Dick Harpootlian, a former state Democratic Party chairman, remembered Pinckney as a “passionate and tireless advocate for his constituents.”
“The man was just honestly genuine. A genuine man,” Harpootlian said.
That came through in April, days after the shooting of Walter Scott, an unarmed black man killed by a white North Charleston, S.C., police officer.
Recently Pinckney stood before television cameras and, in eloquence, called for legislation mandating all South Carolina police officers wear body cameras. And it was Pinckney who spoke about Scott's death before fellow senators at the Capitol in Columbia last month.
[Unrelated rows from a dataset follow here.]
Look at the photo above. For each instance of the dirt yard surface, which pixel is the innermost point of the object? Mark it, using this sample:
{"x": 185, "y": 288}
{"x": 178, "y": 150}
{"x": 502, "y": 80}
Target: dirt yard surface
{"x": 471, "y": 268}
His words then resonated Thursday: “We were able to see the gunshots and we saw him fall to the ground ... to see him die face down on the ground as if he were gunned down like game. I believe, as a legislator, as a state, we have the opportunity to allow sunshine into this process to allow us new eyes into seeing.”
The legislation, which Pinckney and other members of the Legislature's black caucus called their No. 1 priority, was passed on June 10. He saw it as a great victory.
Yet everyone knew he loved his other job maybe even more.
“He was comfortable at the Capitol, but at church he was really at home,” Rutherford said.
Tim Brown, a member of the church since 1989, said Pinckney threaded themes through his sermons that were always pointed and relevant to what was going on in the community.
When asked how the church would move forward, Brown was at a loss.
“I don't know. I honestly do not know,” he said.
Times staff writer Matthew Hamilton contributed to this report.